FIG. 3 is a spatial representation of a typical N line display area or display field that is specified using a single window descriptor. The value of N may correspond to 240, for example, when a television displays a resolution of 320×240 pixels. A single window descriptor may be used to specify the display of all horizontal scan lines during a display period. A window descriptor stores one or more parameters (i.e., one set of parameters) used to effectuate the proper display of a window onto the display during the display period. The one or more parameters may comprise what is referred to as a “pitch”. The value represented by the pitch is equal to the difference in memory addresses between the first pixels of consecutive horizontal scan lines. For example, the pitch may be computed by taking the difference between the address of the first pixel in a horizontal scan line and the memory address of the first pixel in the next consecutive horizontal scan line for a particular display period. The pitch may be represented by a data word that is represented using one or more bits. The pitch may Itself be stored in memory and may be retrieved by way of one or more instructions executed by a processor. The one or more parameters may comprise memory start and end addresses of a window descriptor. A memory start or end address may refer to a pixel in a horizontal display line, for example. The memory start address may signify the beginning of a horizontal display line while the memory end address may signify the end of a horizontal display line. The one or more parameters may comprise a layer number of a window, when two or more windows (using one or more window descriptors) are overlapped or superimposed to create a displayed image. Additionally, the one or more parameters may comprise values that are used as weighting factors for determining the transparency or opaqueness for each window when two or more windows are overlapped to form a displayed image.

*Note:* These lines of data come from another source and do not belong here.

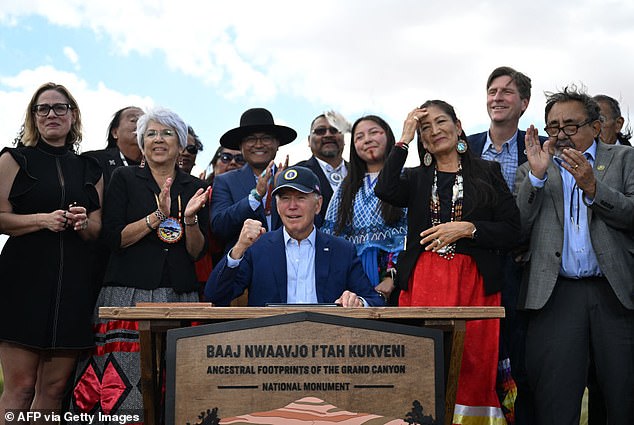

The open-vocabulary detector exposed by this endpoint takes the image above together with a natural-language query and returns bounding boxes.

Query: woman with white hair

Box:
[72,109,209,420]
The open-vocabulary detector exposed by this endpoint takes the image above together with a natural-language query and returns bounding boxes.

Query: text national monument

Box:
[165,312,445,425]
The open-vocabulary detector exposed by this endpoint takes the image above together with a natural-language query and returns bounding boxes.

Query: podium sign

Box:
[165,312,444,425]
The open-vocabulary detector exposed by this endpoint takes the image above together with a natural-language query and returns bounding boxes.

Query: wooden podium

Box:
[99,303,504,425]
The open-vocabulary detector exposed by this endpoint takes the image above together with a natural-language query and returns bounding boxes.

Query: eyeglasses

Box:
[183,143,203,155]
[143,130,176,139]
[544,120,592,137]
[218,152,246,165]
[313,127,341,136]
[33,103,73,117]
[242,134,275,146]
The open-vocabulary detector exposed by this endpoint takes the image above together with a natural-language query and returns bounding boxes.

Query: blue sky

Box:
[0,0,634,176]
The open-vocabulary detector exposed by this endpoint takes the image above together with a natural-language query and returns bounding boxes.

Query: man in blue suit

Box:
[205,166,385,307]
[468,66,545,425]
[211,108,297,247]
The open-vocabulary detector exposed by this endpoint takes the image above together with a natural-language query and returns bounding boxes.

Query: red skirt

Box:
[399,252,506,425]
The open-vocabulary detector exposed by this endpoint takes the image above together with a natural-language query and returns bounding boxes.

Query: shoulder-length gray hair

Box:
[136,107,187,151]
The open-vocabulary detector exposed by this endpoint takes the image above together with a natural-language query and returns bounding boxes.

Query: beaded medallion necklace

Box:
[429,161,463,260]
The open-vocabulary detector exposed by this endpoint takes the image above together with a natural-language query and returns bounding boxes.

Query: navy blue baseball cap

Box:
[272,165,321,195]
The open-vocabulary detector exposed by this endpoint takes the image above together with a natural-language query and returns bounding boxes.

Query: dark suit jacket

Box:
[515,142,634,310]
[102,166,209,292]
[295,155,348,229]
[205,228,385,306]
[374,148,520,294]
[211,164,282,249]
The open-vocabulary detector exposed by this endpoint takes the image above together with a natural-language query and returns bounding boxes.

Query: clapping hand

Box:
[525,125,552,180]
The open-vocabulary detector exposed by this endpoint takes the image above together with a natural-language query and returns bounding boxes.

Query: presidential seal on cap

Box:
[272,165,321,195]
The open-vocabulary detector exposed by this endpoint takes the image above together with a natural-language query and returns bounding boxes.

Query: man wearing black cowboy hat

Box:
[211,108,297,247]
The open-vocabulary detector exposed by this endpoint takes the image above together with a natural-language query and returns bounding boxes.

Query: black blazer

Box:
[82,147,139,190]
[102,166,209,293]
[374,148,520,294]
[295,155,348,224]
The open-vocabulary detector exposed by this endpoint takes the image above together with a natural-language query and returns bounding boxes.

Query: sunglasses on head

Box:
[218,152,246,165]
[313,127,339,136]
[184,145,201,155]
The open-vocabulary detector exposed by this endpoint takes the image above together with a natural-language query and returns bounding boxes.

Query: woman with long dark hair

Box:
[322,115,407,305]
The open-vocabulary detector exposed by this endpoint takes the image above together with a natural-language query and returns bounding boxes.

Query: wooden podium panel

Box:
[166,312,445,425]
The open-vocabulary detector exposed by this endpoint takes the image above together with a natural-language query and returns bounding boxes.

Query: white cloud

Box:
[0,0,634,164]
[63,46,81,71]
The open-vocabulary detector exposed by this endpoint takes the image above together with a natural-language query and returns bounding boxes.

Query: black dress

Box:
[0,140,101,349]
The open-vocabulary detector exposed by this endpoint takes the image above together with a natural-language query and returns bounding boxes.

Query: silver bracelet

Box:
[145,214,156,232]
[183,215,198,227]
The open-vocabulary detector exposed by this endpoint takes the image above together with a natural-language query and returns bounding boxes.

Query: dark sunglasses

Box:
[218,152,246,165]
[313,127,339,136]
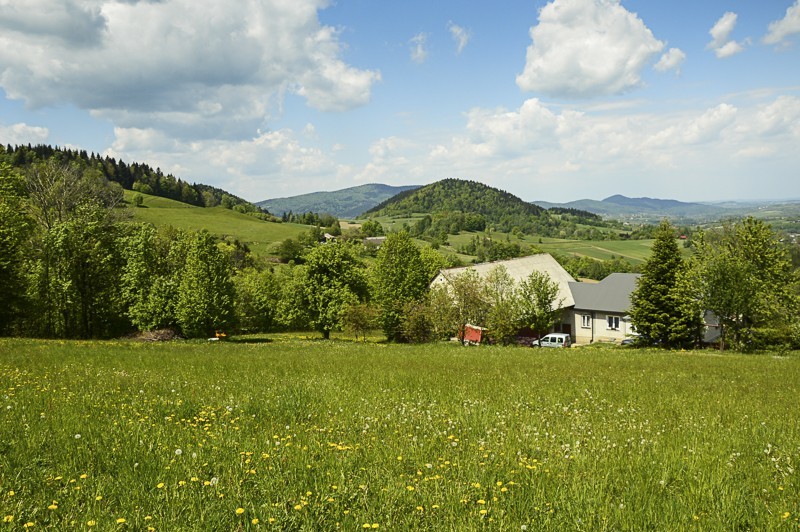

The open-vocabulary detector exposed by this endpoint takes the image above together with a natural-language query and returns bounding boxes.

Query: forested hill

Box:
[256,183,419,218]
[365,179,545,223]
[0,144,262,212]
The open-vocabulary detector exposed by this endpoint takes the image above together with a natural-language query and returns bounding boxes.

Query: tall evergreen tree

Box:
[631,220,701,347]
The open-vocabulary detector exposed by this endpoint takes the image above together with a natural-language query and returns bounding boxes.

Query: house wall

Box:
[572,309,633,344]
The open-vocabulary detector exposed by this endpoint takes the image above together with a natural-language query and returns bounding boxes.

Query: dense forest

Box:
[0,144,268,214]
[363,179,623,242]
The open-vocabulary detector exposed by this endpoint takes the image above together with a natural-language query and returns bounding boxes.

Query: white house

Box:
[569,273,639,344]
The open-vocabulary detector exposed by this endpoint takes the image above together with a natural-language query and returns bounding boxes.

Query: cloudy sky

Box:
[0,0,800,201]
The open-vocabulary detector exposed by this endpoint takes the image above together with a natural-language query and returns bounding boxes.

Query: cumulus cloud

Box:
[653,48,686,74]
[763,0,800,44]
[0,123,50,144]
[408,33,428,63]
[447,22,471,54]
[706,11,744,59]
[517,0,664,98]
[0,0,380,138]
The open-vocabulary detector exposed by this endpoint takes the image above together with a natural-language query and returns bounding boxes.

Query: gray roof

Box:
[569,273,639,314]
[431,253,575,308]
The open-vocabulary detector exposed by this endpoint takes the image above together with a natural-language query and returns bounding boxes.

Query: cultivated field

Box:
[125,191,309,256]
[0,337,800,531]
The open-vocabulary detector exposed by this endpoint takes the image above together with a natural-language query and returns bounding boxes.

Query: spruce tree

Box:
[631,220,701,347]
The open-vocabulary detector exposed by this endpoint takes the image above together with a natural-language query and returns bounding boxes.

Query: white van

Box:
[531,333,572,347]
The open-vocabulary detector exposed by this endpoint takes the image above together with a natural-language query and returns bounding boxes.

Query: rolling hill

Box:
[533,194,731,222]
[125,190,308,256]
[256,184,419,218]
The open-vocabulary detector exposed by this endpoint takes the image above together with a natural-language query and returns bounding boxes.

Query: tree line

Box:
[631,217,800,351]
[0,144,268,214]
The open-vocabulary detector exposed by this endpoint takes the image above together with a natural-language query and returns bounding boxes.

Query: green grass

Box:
[0,336,800,530]
[125,190,309,256]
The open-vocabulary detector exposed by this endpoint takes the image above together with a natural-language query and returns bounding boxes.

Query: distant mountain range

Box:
[533,194,742,221]
[256,183,419,218]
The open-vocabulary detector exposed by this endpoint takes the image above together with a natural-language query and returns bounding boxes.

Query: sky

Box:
[0,0,800,202]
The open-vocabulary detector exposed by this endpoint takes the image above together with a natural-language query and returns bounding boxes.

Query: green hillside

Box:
[256,183,419,218]
[125,190,308,256]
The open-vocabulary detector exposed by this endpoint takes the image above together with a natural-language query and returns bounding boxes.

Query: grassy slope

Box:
[0,338,800,530]
[125,191,308,255]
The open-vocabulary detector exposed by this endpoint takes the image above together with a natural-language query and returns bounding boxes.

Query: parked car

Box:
[531,333,572,347]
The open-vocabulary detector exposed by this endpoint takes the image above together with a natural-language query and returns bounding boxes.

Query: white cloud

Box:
[706,11,744,59]
[517,0,664,98]
[408,33,428,63]
[0,0,380,138]
[447,22,471,54]
[763,0,800,44]
[0,123,50,145]
[653,48,686,74]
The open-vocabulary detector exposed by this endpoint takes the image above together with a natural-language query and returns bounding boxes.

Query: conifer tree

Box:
[631,220,701,347]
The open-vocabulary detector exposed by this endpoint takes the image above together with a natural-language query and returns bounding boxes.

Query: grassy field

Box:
[0,337,800,530]
[125,190,309,256]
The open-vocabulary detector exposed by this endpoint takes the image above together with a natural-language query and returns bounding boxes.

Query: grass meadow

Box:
[0,336,800,531]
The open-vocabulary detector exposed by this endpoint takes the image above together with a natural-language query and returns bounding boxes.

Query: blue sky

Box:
[0,0,800,202]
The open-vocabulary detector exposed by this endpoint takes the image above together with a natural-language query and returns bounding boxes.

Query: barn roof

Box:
[431,253,575,308]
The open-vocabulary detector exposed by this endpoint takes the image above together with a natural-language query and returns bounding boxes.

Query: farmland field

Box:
[125,191,309,256]
[0,336,800,530]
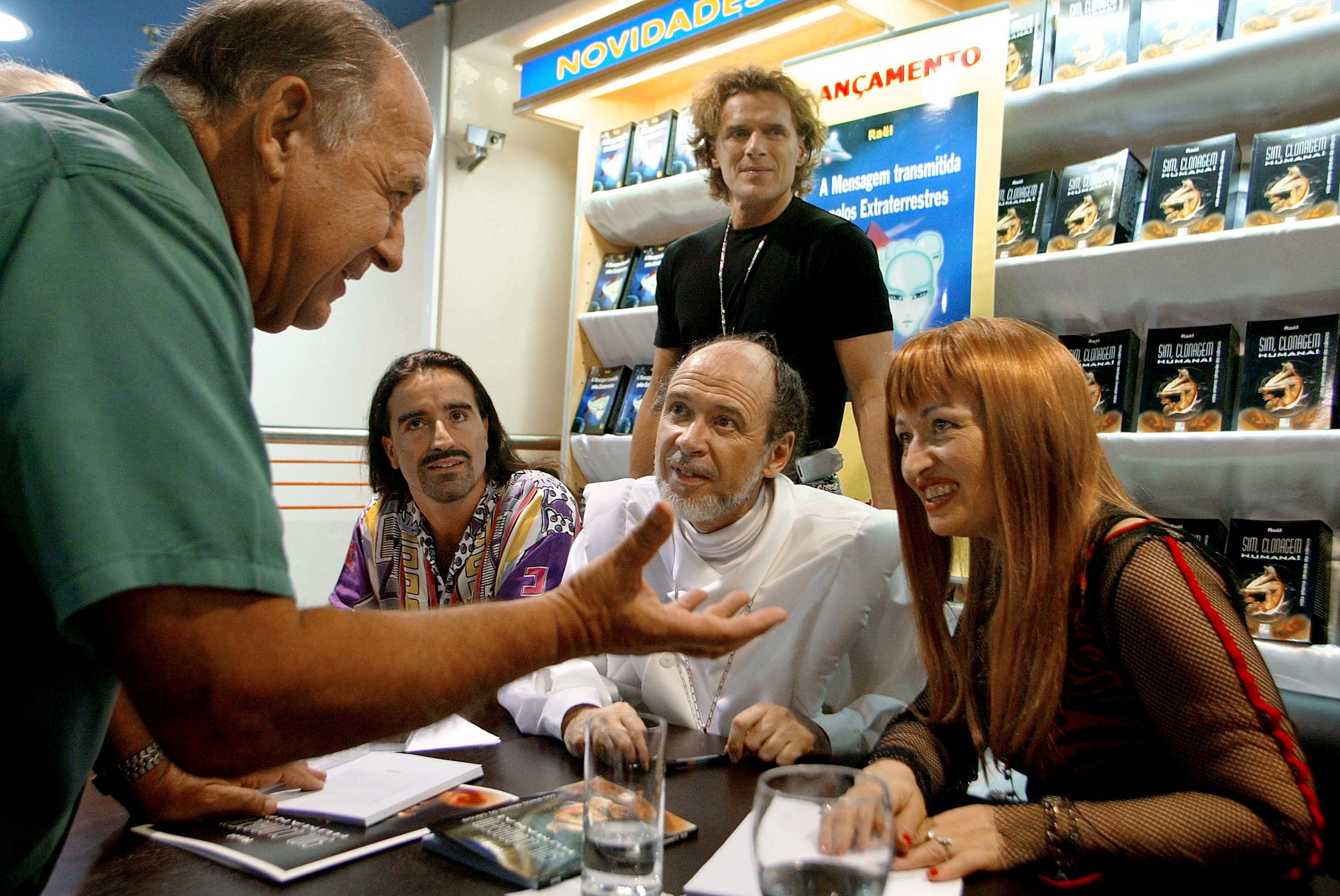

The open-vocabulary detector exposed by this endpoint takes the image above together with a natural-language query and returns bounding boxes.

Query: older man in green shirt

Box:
[0,0,781,892]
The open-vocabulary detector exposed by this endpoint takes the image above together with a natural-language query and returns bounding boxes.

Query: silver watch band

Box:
[116,741,164,783]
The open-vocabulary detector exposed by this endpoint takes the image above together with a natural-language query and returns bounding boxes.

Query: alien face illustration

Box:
[1265,165,1312,214]
[1158,367,1201,421]
[1239,567,1288,619]
[996,206,1023,246]
[1159,179,1203,223]
[1084,370,1103,414]
[1257,360,1304,416]
[823,131,851,165]
[884,249,936,339]
[1065,193,1099,237]
[1005,40,1023,83]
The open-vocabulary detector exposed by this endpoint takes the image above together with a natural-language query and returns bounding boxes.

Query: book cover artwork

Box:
[591,122,632,193]
[619,245,666,308]
[1229,520,1332,644]
[996,170,1056,258]
[587,251,634,311]
[1052,0,1139,80]
[1140,134,1239,240]
[1005,0,1052,91]
[1046,150,1144,252]
[1244,119,1340,228]
[1136,324,1238,433]
[1140,0,1230,61]
[1060,329,1140,433]
[1238,315,1340,430]
[624,110,674,183]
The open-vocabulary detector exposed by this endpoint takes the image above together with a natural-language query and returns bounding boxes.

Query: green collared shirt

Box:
[0,87,292,892]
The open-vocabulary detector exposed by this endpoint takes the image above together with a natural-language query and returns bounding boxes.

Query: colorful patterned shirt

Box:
[331,470,580,609]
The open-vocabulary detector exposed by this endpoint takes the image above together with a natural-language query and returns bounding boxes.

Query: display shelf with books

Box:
[1001,15,1340,176]
[996,219,1340,333]
[568,433,632,482]
[581,171,726,246]
[578,306,656,367]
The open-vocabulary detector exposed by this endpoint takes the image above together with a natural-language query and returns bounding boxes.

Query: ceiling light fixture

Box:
[591,3,843,96]
[0,12,32,40]
[521,0,639,49]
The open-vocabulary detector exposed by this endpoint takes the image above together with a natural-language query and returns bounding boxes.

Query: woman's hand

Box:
[819,760,926,856]
[894,806,1005,880]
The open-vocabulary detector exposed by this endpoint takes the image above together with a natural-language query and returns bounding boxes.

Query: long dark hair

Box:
[367,348,528,497]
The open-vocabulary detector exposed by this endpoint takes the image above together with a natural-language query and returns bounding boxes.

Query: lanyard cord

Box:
[717,219,768,336]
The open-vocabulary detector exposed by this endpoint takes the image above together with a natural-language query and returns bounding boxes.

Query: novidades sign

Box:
[521,0,789,99]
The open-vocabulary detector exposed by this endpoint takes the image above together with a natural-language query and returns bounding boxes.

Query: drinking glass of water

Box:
[581,713,666,896]
[753,765,894,896]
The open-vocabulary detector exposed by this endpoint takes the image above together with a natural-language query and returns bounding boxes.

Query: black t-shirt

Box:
[655,198,894,454]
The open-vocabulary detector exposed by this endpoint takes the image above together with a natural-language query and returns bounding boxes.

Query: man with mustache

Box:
[499,336,925,765]
[331,350,580,609]
[629,66,894,508]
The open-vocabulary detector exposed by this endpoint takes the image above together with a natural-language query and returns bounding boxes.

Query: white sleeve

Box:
[499,656,623,738]
[814,529,926,762]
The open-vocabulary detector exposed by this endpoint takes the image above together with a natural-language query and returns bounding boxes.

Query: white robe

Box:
[499,475,926,760]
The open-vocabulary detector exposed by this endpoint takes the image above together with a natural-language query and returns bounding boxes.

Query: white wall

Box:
[438,41,578,435]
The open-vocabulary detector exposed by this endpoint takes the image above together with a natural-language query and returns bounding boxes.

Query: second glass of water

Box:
[581,713,666,896]
[753,765,894,896]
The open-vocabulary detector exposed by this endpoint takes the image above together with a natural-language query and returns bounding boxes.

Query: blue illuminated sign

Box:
[521,0,791,99]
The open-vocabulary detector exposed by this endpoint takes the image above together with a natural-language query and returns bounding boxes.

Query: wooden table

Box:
[44,702,1340,896]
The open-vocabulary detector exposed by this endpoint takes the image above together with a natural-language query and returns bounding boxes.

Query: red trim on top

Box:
[1103,520,1154,544]
[1163,536,1326,879]
[1037,870,1103,889]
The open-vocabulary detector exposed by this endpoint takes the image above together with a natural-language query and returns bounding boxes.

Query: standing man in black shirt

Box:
[630,66,894,508]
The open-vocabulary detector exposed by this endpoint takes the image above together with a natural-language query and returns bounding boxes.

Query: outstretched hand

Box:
[551,501,786,656]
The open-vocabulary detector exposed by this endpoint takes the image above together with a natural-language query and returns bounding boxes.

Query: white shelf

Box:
[996,214,1340,338]
[578,306,656,367]
[568,434,632,482]
[1001,16,1340,174]
[581,171,728,246]
[1099,430,1340,529]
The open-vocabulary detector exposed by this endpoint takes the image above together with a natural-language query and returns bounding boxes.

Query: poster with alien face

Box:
[807,94,977,346]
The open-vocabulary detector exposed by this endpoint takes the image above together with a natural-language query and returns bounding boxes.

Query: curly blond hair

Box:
[688,66,828,200]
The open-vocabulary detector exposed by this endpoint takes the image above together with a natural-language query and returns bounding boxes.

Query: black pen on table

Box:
[666,752,729,771]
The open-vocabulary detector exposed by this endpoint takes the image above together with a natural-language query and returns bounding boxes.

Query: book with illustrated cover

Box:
[1163,517,1229,555]
[591,122,632,193]
[1052,0,1140,80]
[1140,134,1239,240]
[1136,324,1238,433]
[1229,520,1332,644]
[424,781,698,889]
[623,109,675,183]
[619,245,666,308]
[1046,150,1144,252]
[614,364,652,435]
[572,367,629,435]
[134,783,516,884]
[587,249,636,311]
[1233,0,1336,38]
[1005,0,1052,90]
[1237,315,1340,430]
[996,169,1056,258]
[1060,329,1140,433]
[1140,0,1230,61]
[1244,118,1340,228]
[669,106,698,174]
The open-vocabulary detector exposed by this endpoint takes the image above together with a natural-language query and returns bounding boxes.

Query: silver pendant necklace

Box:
[709,219,768,337]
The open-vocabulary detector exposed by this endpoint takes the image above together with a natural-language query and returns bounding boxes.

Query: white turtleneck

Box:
[677,478,773,572]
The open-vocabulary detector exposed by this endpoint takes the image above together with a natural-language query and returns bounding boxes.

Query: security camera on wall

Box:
[456,125,506,171]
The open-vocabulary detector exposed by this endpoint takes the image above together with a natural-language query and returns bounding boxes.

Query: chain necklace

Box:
[708,219,768,334]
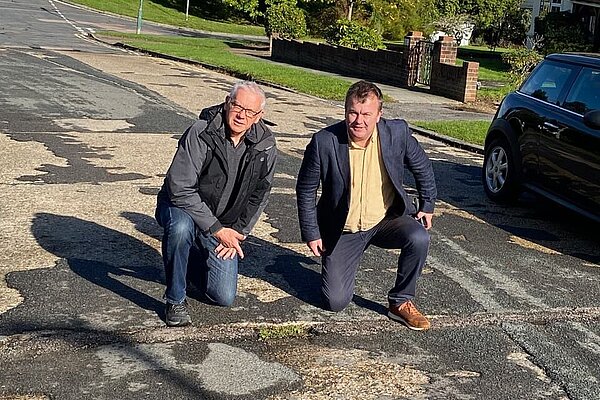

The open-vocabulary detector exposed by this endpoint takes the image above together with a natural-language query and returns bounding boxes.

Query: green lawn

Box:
[410,121,490,145]
[101,32,360,101]
[70,0,265,36]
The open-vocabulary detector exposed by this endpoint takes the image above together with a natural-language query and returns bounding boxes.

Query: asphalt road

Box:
[0,0,600,400]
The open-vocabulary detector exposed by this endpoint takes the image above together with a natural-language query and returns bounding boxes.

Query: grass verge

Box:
[69,0,265,36]
[99,32,380,101]
[410,120,490,145]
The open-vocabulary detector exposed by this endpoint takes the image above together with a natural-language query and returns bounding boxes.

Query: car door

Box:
[515,60,580,185]
[539,67,600,212]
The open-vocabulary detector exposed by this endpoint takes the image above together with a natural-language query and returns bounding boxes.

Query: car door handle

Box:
[541,121,561,139]
[544,122,558,133]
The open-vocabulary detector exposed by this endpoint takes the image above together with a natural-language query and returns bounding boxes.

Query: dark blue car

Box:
[482,53,600,222]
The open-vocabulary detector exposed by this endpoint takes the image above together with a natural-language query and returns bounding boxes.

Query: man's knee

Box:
[321,291,353,312]
[408,228,431,251]
[165,212,195,240]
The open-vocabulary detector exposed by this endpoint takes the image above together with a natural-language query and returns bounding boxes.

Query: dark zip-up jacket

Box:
[296,118,437,250]
[157,104,277,235]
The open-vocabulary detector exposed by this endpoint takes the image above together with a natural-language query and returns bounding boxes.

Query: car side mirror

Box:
[583,110,600,129]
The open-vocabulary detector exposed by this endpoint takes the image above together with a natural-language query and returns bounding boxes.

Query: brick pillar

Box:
[400,32,423,86]
[462,61,479,103]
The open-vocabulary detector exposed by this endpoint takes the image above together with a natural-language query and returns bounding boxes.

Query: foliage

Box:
[221,0,263,21]
[535,12,591,54]
[366,0,436,40]
[265,0,306,39]
[298,0,344,37]
[434,14,473,44]
[482,9,531,49]
[502,47,544,87]
[325,19,385,50]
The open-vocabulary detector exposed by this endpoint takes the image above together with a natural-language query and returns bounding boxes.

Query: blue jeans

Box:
[156,205,238,306]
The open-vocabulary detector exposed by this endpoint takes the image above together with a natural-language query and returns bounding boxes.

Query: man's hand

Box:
[415,211,433,230]
[213,228,246,259]
[215,244,238,260]
[306,239,325,256]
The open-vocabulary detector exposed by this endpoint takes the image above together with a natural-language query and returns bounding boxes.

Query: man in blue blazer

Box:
[296,81,437,330]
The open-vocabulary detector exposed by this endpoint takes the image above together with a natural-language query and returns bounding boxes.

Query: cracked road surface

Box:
[0,0,600,400]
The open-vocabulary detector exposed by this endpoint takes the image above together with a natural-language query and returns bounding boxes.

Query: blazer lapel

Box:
[335,121,350,190]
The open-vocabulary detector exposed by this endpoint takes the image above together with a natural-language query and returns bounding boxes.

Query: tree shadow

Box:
[31,213,164,319]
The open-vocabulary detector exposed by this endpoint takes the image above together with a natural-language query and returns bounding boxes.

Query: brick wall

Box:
[429,36,479,103]
[271,38,403,85]
[271,36,479,103]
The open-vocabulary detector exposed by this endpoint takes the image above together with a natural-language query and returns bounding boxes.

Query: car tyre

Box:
[482,138,519,203]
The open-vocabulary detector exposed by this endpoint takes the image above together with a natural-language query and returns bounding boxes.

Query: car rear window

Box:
[564,68,600,115]
[520,61,576,104]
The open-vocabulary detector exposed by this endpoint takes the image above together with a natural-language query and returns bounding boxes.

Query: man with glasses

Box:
[156,81,277,326]
[296,81,437,330]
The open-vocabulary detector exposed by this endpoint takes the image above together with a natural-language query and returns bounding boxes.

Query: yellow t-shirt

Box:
[344,127,395,232]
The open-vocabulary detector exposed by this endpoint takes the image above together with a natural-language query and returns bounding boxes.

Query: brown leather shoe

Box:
[388,300,431,331]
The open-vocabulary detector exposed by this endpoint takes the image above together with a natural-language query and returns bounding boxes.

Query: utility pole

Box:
[135,0,144,35]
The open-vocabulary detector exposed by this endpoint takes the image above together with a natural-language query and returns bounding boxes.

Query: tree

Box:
[265,0,306,39]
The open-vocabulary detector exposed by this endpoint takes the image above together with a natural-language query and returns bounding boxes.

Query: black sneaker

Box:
[166,301,192,326]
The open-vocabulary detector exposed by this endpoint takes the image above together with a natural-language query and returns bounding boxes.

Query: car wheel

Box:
[482,138,518,202]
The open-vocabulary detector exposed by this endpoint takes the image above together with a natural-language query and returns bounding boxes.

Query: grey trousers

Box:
[321,215,429,311]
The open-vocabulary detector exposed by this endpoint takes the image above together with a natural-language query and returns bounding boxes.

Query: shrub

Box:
[325,19,385,50]
[535,11,591,54]
[265,0,306,39]
[502,47,543,87]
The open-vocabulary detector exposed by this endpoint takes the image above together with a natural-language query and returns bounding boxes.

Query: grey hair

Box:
[229,81,267,110]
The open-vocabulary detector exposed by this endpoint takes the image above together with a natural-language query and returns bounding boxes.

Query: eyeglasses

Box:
[229,100,262,118]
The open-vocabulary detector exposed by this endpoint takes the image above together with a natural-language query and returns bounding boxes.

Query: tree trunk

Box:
[348,0,355,21]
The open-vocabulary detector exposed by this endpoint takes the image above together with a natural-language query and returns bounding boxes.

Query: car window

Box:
[564,68,600,115]
[520,61,575,104]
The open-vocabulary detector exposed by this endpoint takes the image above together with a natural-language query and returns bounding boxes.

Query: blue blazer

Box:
[296,118,437,249]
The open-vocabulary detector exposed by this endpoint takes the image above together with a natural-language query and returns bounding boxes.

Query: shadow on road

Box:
[426,160,600,263]
[31,213,164,317]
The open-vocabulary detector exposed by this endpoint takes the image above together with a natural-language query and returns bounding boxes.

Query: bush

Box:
[265,0,306,39]
[325,19,385,50]
[502,47,544,87]
[535,11,592,54]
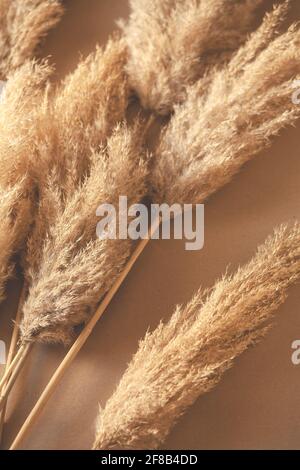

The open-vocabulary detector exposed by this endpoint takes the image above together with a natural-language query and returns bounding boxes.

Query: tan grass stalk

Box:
[121,0,262,114]
[24,38,129,285]
[10,219,160,450]
[0,62,50,298]
[0,0,63,80]
[0,283,26,444]
[151,7,300,203]
[94,224,300,450]
[0,38,132,412]
[21,126,147,343]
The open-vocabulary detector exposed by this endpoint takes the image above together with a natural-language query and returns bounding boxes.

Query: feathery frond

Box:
[121,0,262,114]
[0,0,64,79]
[94,224,300,450]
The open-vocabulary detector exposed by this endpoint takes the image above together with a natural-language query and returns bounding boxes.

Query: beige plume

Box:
[121,0,262,114]
[94,224,300,450]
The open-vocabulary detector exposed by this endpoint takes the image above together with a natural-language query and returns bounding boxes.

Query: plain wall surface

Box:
[0,0,300,449]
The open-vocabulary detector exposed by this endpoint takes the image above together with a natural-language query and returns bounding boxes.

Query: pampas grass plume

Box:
[94,224,300,450]
[121,0,262,114]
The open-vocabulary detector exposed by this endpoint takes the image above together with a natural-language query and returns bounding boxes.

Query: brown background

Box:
[0,0,300,449]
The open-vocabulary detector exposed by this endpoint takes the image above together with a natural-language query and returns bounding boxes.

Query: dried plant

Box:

FIG. 4 is a spatial representation of N window descriptors used to specify a 2N line pixel display in accordance with an embodiment of the invention. As illustrated in FIG. 4, the single window descriptor represented in FIG. 3 is represented using N window descriptors. Each horizontal display line of the window in FIG. 3 is used to represent two horizontal lines by way of specifying a parameter of each of the N window descriptors. The parameter may be referred to as the pitch. The pitch may be set to a value such that the same line is displayed twice for each of the N window descriptors. The value of the pitch may be set to zero, for example. Effectively, this line doubling technique doubles the number of horizontal lines displayed. When N=240 for example, each of the 240 lines are repeated such that a total of 480 lines are displayed, resulting in a doubling of the number of horizontal scan lines. As a result, a 2× vertical scaling is performed. Hence, when displaying a field comprising 240 horizontal display lines, a single window descriptor (i.e., one graphics pixel map or surface) may be used. However, when displaying a field comprising 480 horizontal display lines, the various aspects of the invention employ the use of N=240 window descriptors (i.e., in this representative embodiment, 240 graphics pixel maps or surfaces are used). Each of the 240 window descriptors represents a successive horizontal display line of the previously mentioned 240-line single window descriptor.



FIG. 5 is an operational flow diagram describing how low resolution graphics data may be displayed on a high resolution display, in accordance with an embodiment of the invention. In a representative embodiment, a 320×240 graphics pixel map is vertically and horizontally scaled up in order to display 640×480 pixels on a display having a native resolution of 640×480 pixels. At step 504, the number of window descriptors, N, is determined by the GSCWD such that an appropriate vertical scaling of the 320×240 graphics pixel map may occur. In a representative embodiment, the graphics pixel map may be vertically scaled upwards such that it is properly displayed on a display having 640×480 pixels of resolution. In this representative embodiment, the vertical scaling or line doubling technique is accomplished using N=240 window descriptors (i.e., 240 graphics pixel maps or surfaces). At step 508, the GSCWD determines the values of one or more parameters associated with each of the one or more window descriptors. For example, the one or more parameters are configured such that each window descriptor has its pitch parameter set to zero. Because the pitch is set to zero, each horizontal line is read twice such that the number of horizontal scan lines are doubled, effectively doubling the vertical resolution. In this representative embodiment, the number of lines displayed is doubled from 240 to 480. At step 512, the one or more parameters are stored into a memory (such as that indicated by element 108 in FIG. 1). Next, at step 516, the one or more parameters, for each of the exemplary 240 window descriptors, are read and processed by the graphics engine (as described in relation to FIG. 1) using the processor (as described in relation to FIG. 1) and memory. At step 520, horizontal scaling is accomplished using the graphics engine by way of its internal graphics processor and converter (as described in relation to FIG. 2). Additionally, vertical scaling is accomplished by way of the line doubling technique as previously described. Thereafter, at step 524, the processed graphics pixel maps are transmitted to the video engine and display such that the maps or surfaces may be further combined with background color and video data.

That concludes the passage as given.